Parametric OpenSCAD model for a modular Raspberry Pi rack fan mount. Two 120 mm fans per side, mounted on a 2020 extrusion spine across 6U, cantilevered off one rail and reaching ~80 mm into the rack (140 mm budget).

Assembly — rail side

The design

This is a way to add real airflow to a standard 19" rack without permanently modifying it. The full write-up and reasoning live in the blog post, It's Coolio; the short version follows.

Why it's shaped this way

A standard rack follows the EIA-310 spec: three holes per 1U with deliberately asymmetric spacing. That irregular pitch trips up most designs, which wrongly assume holes are evenly spaced. Rather than fight the pattern, this mount touches the rail in as few places as possible and carries everything else on its own structure.

EIA-310 rail hole pattern

The result is three interconnected parts:

  1. M6 bracket — bolts to the existing rack rail via cage nuts.
  2. 2020 aluminium extrusion spine — the central structural member (267 mm / 6U, customisable). Everything hangs off this, not the rail.
  3. Fan carriers — two flat 120 mm fan plates that bolt to the spine.

Because the parts are decoupled, any one of them can be reprinted or remade without touching the others.

Assembly — fan side

Fitting two fans in 6U

6U is 266.7 mm. Two 120 mm fans stack into that height with ~27 mm of headroom left for the carrier and gaps — tight, but it fits.

Two 120 mm fans in a 6U budget

Engineering notes

  • Vibration. An unbalanced fan rotor produces periodic forces. Rubber anti-vibration washers under the fan screws break the mechanical path between the fan and the printed carrier, so the rack isn't driven at the fan's rotation frequency.
  • Materials. PETG (glass transition ~75–80 °C) is fine for the carriers; ASA (~95–100 °C) is better for the load-bearing bracket.
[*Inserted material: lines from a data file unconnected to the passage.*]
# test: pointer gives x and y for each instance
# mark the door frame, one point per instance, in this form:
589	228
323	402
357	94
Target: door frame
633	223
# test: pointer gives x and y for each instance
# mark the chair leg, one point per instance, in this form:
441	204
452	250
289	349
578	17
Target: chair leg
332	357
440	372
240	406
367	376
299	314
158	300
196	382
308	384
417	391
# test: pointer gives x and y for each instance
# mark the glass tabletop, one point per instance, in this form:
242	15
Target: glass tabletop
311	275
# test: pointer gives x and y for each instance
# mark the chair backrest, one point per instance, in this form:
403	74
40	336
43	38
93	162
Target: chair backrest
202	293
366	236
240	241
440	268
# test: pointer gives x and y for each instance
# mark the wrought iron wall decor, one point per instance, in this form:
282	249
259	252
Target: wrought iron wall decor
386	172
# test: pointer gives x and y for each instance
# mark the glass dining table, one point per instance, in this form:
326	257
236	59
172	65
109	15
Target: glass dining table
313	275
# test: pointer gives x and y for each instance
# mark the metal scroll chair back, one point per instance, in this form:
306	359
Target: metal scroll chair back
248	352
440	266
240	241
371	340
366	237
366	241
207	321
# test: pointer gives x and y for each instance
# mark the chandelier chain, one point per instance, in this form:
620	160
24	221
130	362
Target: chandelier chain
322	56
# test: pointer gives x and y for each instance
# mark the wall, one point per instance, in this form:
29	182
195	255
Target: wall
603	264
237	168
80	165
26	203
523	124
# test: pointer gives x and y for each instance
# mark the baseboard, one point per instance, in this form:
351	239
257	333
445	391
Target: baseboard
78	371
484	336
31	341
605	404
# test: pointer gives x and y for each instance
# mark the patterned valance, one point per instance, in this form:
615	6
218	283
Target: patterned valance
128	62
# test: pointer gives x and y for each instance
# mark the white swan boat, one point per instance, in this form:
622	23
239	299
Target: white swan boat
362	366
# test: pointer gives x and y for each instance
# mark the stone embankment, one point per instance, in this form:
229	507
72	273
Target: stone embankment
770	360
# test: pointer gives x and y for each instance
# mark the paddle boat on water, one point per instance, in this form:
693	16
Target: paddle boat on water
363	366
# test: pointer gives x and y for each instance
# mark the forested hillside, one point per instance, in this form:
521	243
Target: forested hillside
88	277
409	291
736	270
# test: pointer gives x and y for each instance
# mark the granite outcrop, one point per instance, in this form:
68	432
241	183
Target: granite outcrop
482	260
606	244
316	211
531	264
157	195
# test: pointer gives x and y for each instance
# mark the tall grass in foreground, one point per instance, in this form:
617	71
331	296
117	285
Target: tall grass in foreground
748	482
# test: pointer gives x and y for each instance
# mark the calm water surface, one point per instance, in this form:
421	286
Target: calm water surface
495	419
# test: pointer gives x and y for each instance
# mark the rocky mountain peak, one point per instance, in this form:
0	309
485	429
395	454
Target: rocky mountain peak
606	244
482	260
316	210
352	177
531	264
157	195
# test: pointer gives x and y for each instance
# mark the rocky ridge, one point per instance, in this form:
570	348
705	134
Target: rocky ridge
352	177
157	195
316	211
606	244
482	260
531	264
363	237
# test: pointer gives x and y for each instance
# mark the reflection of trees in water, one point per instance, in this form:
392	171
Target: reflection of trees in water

PA12 nylon is the premium option for strength and heat resistance if you can print or order it.

Driving the fans

The fans are 4-pin PWM, controlled from a Raspberry Pi: 25 kHz PWM on GPIO18, tach read on GPIO24 (pulled up to 3.3 V — never 5 V), 12 V from a separate supply with a common ground.

Pi to 4-pin PWM fan wiring

Files

File What it is
config.scad Shared dimensions — the single source of truth. Edit numbers here.
fan_carrier.scad The part you fabricate (one per fan). Flat profile: print or waterjet/CNC.
spine.scad 2020 extrusion spine (you buy this; modelled for the assembly).
bracket.scad Rack-mount bracket: post → spine, via M6 cage nuts.
rack_post.scad Rack post, for context only (not fabricated).
fan_dummy.scad Stand-in 120 mm fan, for fit/clearance only (you buy the real fan).
assembly.scad The whole thing, built from the real part modules.

Viewing

Open assembly.scad in OpenSCAD, press F5, drag to orbit. All files include config.scad, so change a dimension once and every part plus the assembly update together.

Fabricating

Open fan_carrier.scad, press F6, then export STL (or 3MF). It is a single uniform thickness, so the same profile suits FDM/SLS printing or waterjet/CNC from sheet. Set thickness in config.scad per process (6 mm is a good start). Flip side = "left" for the mirrored part on the other rail.

Notes

  • Fan holes are plain M4 clearance for screws with rubber anti-vibration washers.
  • Carrier bolts to the spine via two slotted M5 holes into T-nuts (±6 mm height adjust).
  • The fan and rack post are stand-ins; the real carrier, spine slot, and bracket are the load path.

Status

Mechanical design is complete. Remaining work: manufacturing quotes and a temperature-controlled fan-speed system.